Der Schlagreim und der Kurzvers sind ein Mittel jener Staccato-Technik, mit der Zschorsch manchmal Pointen heraustreibt, aber auch auf den Leser einhämmert. Dieser Verzicht auf den lyrischen Fluß der Sprache und auf logische Zwischenglieder birgt in seiner Zuspitzung die Gefahr einer Verrätselung des Textes, die vom Leser auch als Trick, als Manier, ja als künstliche Verdunkelung empfunden werden kann. Solcher Gefahr begegnet der Autor in der Sammlung "Eiserner Felix" (1996) durch die Hinwendung zum langen Gedicht.

Was sie ihm ermöglicht, zeigt vor allem das Gedicht "Die Kettenburg", die kleine Chronik eines Adelsschlosses im thüringischen Gräfentonna vom Mittelalter bis in die Gegenwart. Im siebzehnten Jahrhundert wird es Steuer-, Justiz- und Rentamt, im neunzehnten Männerzuchthaus, zur Zeit der DDR Justizanstalt schweren Grades für jugendliche Straftäter. Hier nun zum erstenmal ruft die Erinnerung die Jahre der Jugendhaft in ihren Einzelheiten zurück, von der Einlieferung bis zur Entlassung, mit der Arbeit für "Robotron Sömmerda" an alten Exzenterpressen, die Finger abschlagen, mit dem Einölen der Laufrollen des Fallbeils und der Marter in den Arrestzellen. Wie eine Erlösung vom Schweigebann des Traumas, von der Befürchtung einer Ästhetisierung des Schreckens wirkt das Gedicht. Erst im erzählenden Gestus finden die seelischen Erschütterungen von einst ihre Sprache.

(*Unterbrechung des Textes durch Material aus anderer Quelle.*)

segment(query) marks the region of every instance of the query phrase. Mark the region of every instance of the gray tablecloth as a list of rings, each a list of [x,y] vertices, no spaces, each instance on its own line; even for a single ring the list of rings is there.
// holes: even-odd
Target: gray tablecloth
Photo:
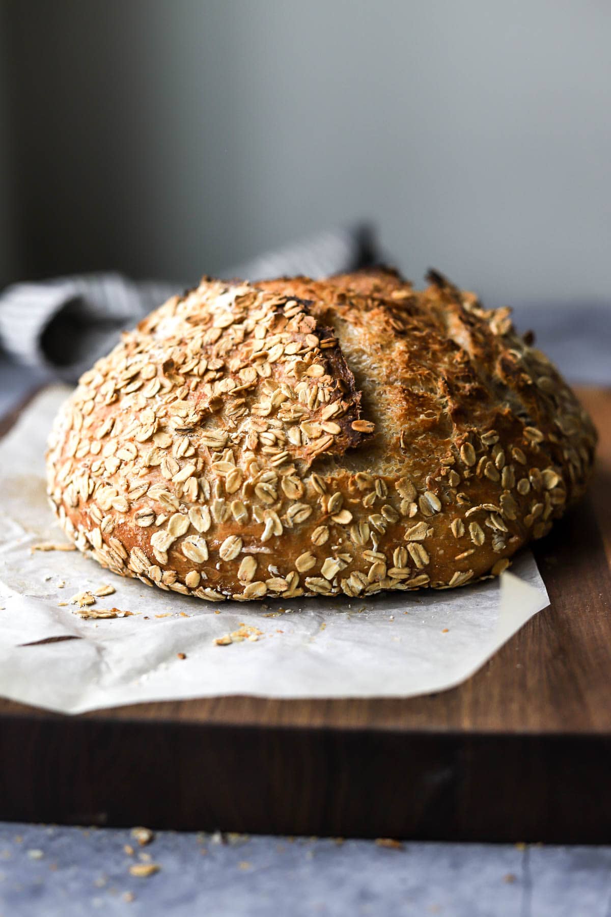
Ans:
[[[0,823],[0,915],[609,915],[611,847],[219,840]],[[141,854],[159,867],[147,878],[129,872]]]

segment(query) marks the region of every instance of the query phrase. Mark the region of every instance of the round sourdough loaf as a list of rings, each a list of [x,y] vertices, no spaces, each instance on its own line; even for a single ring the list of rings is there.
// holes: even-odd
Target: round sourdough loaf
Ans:
[[[170,299],[55,422],[69,537],[213,602],[501,572],[584,492],[596,435],[509,309],[429,281],[204,278]]]

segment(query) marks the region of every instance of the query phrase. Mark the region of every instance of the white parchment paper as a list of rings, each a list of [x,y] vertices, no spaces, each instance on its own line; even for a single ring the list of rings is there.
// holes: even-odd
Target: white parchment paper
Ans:
[[[32,552],[65,540],[43,453],[67,393],[43,392],[0,442],[0,695],[66,713],[222,694],[409,697],[459,684],[549,604],[529,552],[500,583],[219,604],[115,576],[78,552]],[[97,606],[132,616],[82,620],[59,605],[108,583],[116,592]],[[242,624],[263,635],[213,644]],[[49,637],[77,639],[38,642]]]

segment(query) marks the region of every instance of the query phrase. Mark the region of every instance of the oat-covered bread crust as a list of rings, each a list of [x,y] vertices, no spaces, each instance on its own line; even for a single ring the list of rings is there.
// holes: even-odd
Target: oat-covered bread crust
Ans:
[[[49,440],[76,546],[219,602],[461,586],[584,492],[596,435],[509,309],[431,271],[204,278],[81,379]]]

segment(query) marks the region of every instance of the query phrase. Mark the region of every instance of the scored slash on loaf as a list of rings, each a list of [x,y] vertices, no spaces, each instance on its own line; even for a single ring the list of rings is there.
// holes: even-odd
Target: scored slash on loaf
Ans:
[[[596,434],[508,309],[429,280],[204,278],[170,299],[55,421],[69,537],[214,602],[500,573],[584,492]]]

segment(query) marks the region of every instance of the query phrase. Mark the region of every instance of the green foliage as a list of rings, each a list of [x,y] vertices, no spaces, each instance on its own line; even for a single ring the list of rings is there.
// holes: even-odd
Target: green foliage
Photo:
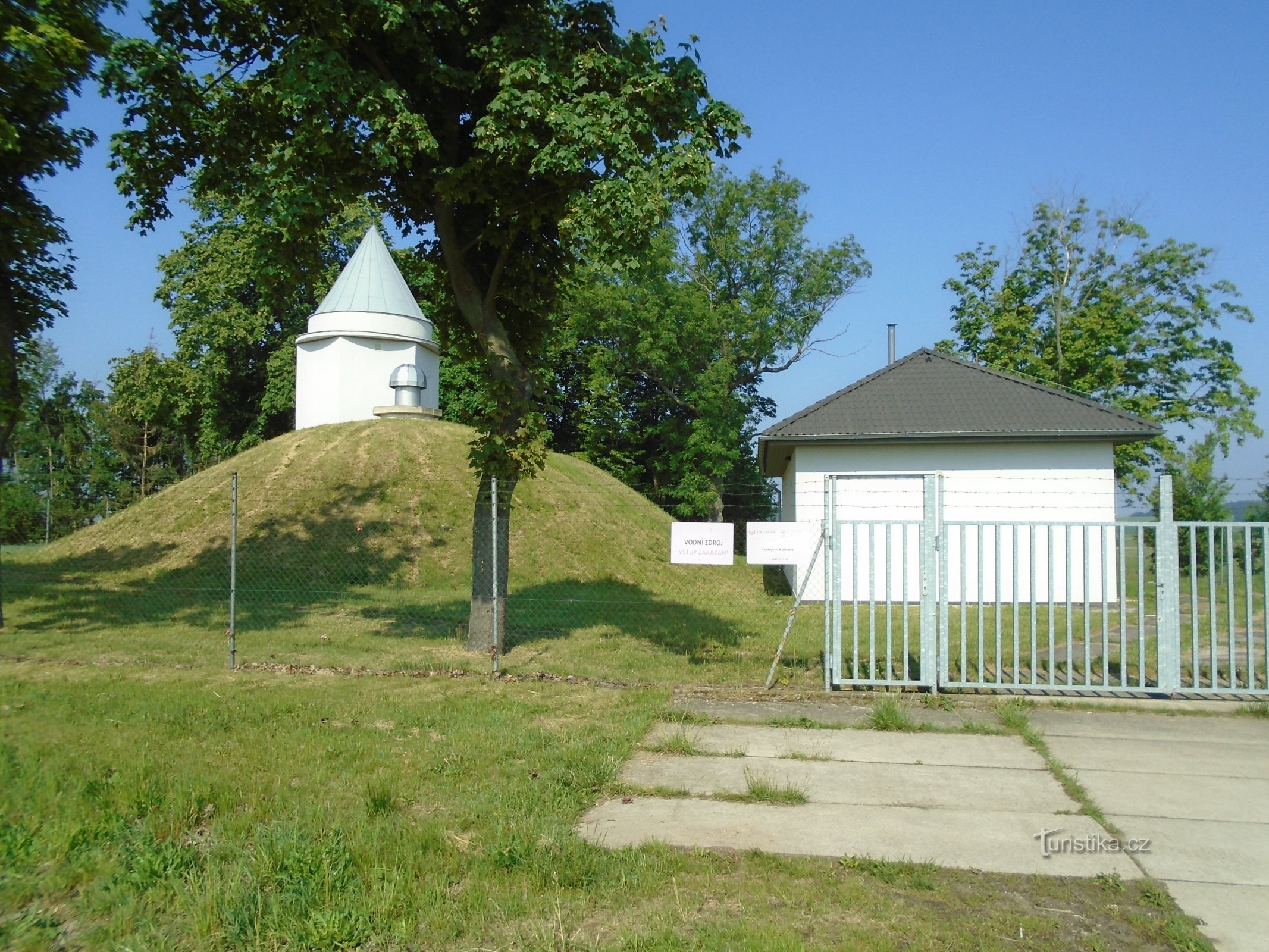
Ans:
[[[882,698],[873,703],[868,717],[864,721],[868,730],[874,731],[919,731],[921,726],[891,698]]]
[[[666,197],[700,187],[745,127],[692,44],[623,34],[612,6],[547,0],[260,0],[214,17],[152,0],[155,38],[115,46],[109,88],[133,223],[181,176],[235,195],[282,241],[369,197],[447,275],[437,320],[485,362],[482,473],[543,462],[534,383],[576,263],[637,251]]]
[[[47,340],[32,341],[23,367],[20,423],[0,473],[0,541],[58,538],[118,508],[121,461],[108,437],[105,395],[61,372]],[[47,524],[46,524],[47,518]]]
[[[1233,484],[1216,472],[1218,449],[1217,434],[1209,433],[1164,467],[1164,472],[1173,477],[1173,518],[1178,522],[1223,522],[1230,518],[1228,500]],[[1151,493],[1150,501],[1159,504],[1157,489]]]
[[[44,0],[0,6],[0,456],[18,423],[22,366],[36,336],[66,314],[74,287],[61,218],[36,183],[79,165],[89,129],[65,128],[70,98],[109,44],[100,24],[118,0]]]
[[[180,430],[190,414],[189,368],[151,344],[110,359],[110,439],[123,477],[145,496],[189,472]]]
[[[593,270],[569,301],[557,392],[575,446],[683,518],[768,518],[751,449],[759,392],[813,350],[824,315],[871,272],[853,237],[806,236],[807,187],[777,165],[718,171],[637,267]],[[577,378],[580,386],[567,381]]]
[[[1242,378],[1222,320],[1251,320],[1228,281],[1208,281],[1214,253],[1152,244],[1126,216],[1088,201],[1042,202],[1015,261],[996,248],[957,255],[944,287],[956,339],[939,348],[1074,388],[1166,426],[1209,426],[1222,449],[1259,435],[1255,387]],[[1115,471],[1140,485],[1171,458],[1167,437],[1115,448]]]
[[[214,462],[294,425],[294,339],[381,216],[354,202],[292,239],[217,195],[193,206],[184,244],[159,260],[156,298],[189,371],[180,425],[192,454]]]

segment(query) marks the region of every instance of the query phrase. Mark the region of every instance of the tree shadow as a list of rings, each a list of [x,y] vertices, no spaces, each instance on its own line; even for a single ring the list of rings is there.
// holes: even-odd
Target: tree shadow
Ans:
[[[378,486],[344,486],[335,503],[253,526],[239,539],[239,631],[329,625],[401,638],[461,637],[470,579],[444,569],[434,539],[411,538],[386,519],[349,514],[378,493]],[[217,539],[173,565],[176,548],[173,542],[105,538],[77,553],[6,561],[6,622],[27,632],[181,623],[218,635],[228,625],[228,541]],[[698,599],[617,580],[543,583],[508,599],[508,650],[588,628],[643,638],[697,661],[753,633]]]
[[[273,627],[310,611],[355,611],[372,586],[418,571],[423,546],[387,520],[348,514],[378,486],[341,486],[338,500],[294,519],[268,519],[239,539],[237,603],[244,628]],[[5,599],[19,630],[94,628],[161,622],[223,628],[228,622],[230,543],[220,538],[180,557],[174,542],[110,537],[82,552],[5,561]],[[452,586],[450,586],[452,588]]]
[[[608,628],[660,649],[703,660],[712,646],[751,633],[699,605],[617,580],[562,580],[514,592],[506,604],[506,647]]]

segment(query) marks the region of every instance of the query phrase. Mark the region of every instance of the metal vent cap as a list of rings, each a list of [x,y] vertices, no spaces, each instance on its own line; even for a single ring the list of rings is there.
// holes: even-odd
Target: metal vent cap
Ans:
[[[388,378],[390,387],[419,387],[419,390],[425,390],[428,386],[428,377],[416,363],[404,363],[392,371],[392,376]]]

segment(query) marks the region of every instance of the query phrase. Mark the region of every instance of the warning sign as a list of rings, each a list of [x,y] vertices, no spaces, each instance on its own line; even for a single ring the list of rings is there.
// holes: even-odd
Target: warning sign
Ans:
[[[735,527],[730,522],[676,522],[670,526],[675,565],[731,565]]]
[[[819,532],[812,522],[745,523],[745,559],[750,565],[798,565],[811,557]]]

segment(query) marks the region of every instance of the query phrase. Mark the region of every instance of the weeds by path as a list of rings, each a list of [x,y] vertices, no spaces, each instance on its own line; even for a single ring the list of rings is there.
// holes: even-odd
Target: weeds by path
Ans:
[[[666,701],[0,663],[0,948],[1188,948],[1133,882],[582,840]]]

Immer wieder hat Gerald Zschorsch märchenhafte Anklänge und kinderliedartige Verse unter seine Gedichte gestreut. Sie schaffen ein Ventil für die Sehnsucht nach einem Zustand, in dem die Sprache der Realität das Ich noch nicht bedrängt. Auch die Engel gehören zu dieser Welt der Gewaltlosigkeit. So heißt es im Gedicht "Elegie": "Engel erscheinen, um zu verschwinden. / Sind Mittler zwischen Dunkel und Licht." Dann aber erscheinen sie doch als innerweltliche Wesen, als eingebürgert in die menschliche Gemeinschaft: "Sie hausen mit uns". Eines der schönsten unter den neuesten Gedichten, "Kossiner Engel", bringt Engels- und Kindheitsmotiv zu hellem Einklang:

An einem Seil aus knapper Höhe,

mit Locken und mit Flügeln auch.

Hängt er bemalt. Und in den Händen

das Becken für den Taufgebrauch.

Ist leicht bewegbar, höher nieder,

kann schwingen; sich im Kreise drehn.

Und hört er tapse Kinderstimmen -

dann schwebt er ganz besonders schön.

Überhaupt deutet sich in der Gruppe der neuen Gedichte vorsichtig ein neues Selbstverständnis des Lyrikers an. Das vorletzte Gedicht, "Der Spielmann", beginnt so: "Spiel mir, oh Spielemann, / eine alte Weise. / Von der Schönheit angetan / und von ihrem Preise. // Von Grazie, von Anmut, / von der Koketterie." Und auch die Schlußstrophe nimmt die Aufforderung nicht zurück: "Dreh die Leier, / auch wenn sie knarrt."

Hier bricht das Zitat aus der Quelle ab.